In early 2020, the COVID-19 pandemic created a fast-moving, widespread public health crisis. In May 2020, PCORI expanded its HCHSS to elucidate the landscape of potentially impactful applications for COVID-19. The HCHSS COVID-19 supplement scans for, identifies, monitors, and reports on emerging and available COVID-19-related treatments, diagnostics, preventive measures, management strategies, and systems changes with potential for high impact to patient outcomes—for individuals and populations—in the United States in the next 12 months.
The HCHSS COVID-19 supplement produces 3 main outputs:
- Biweekly COVID-19 Scans (eg, this document) provide ECRI Horizon Scanning with a vehicle to inform PCORI and the public in a timely manner of important topics of interest identified during ongoing scanning and topic identification or through the ECRI stakeholder survey process.

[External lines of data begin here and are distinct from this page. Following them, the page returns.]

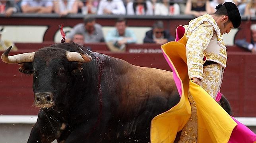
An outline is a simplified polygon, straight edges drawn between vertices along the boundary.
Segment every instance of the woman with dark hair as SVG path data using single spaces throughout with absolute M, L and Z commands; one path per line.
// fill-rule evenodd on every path
M 128 15 L 153 15 L 152 5 L 149 0 L 137 0 L 129 2 L 126 7 Z

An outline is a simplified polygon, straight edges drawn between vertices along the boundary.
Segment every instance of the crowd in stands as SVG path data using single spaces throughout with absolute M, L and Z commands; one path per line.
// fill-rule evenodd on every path
M 219 4 L 231 1 L 241 14 L 254 16 L 254 0 L 1 0 L 0 13 L 56 13 L 60 16 L 97 15 L 173 15 L 211 14 Z
M 81 13 L 85 15 L 84 23 L 74 27 L 67 35 L 67 42 L 73 41 L 81 45 L 86 43 L 105 42 L 111 51 L 125 51 L 126 44 L 136 42 L 135 34 L 129 29 L 126 20 L 122 18 L 118 19 L 114 28 L 104 37 L 101 26 L 90 16 L 93 15 L 91 14 L 115 15 L 120 17 L 125 15 L 186 14 L 197 17 L 205 13 L 213 13 L 216 6 L 227 1 L 235 3 L 241 15 L 255 16 L 256 2 L 254 0 L 1 0 L 0 14 L 9 17 L 16 13 L 56 13 L 64 17 Z M 156 21 L 152 29 L 145 34 L 144 42 L 163 44 L 174 40 L 169 31 L 164 27 L 162 21 Z M 255 29 L 255 27 L 251 28 L 253 36 L 254 31 L 256 33 Z M 2 28 L 3 31 L 0 32 L 0 40 L 3 30 Z M 256 40 L 254 39 L 252 40 L 251 43 L 246 44 L 243 40 L 238 40 L 236 43 L 254 53 L 256 53 L 256 46 L 254 43 Z M 2 41 L 0 41 L 4 43 Z M 2 49 L 6 49 L 6 47 Z

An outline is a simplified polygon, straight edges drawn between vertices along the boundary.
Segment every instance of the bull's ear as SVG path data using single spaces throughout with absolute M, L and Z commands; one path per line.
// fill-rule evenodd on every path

- Status Reports (quarterly) briefly list and describe all COVID-19-related topics identified, monitored, and recently archived.
- High Impact Reports (every 4 months) highlight those topics that ECRI internal stakeholders (eg, physicians, nurses, allied health professionals, public health professionals, first responders, health systems experts, clinical engineers, researchers, business and finance professionals, and information technology professionals) have identified as having potential for high impact relative to COVID-19 in the United States.
Commentary in this COVID-19 Scan reflects preliminary views of ECRI Horizon Scanning and internal ECRI stakeholders.
The information contained in this document has not been vetted by other stakeholders.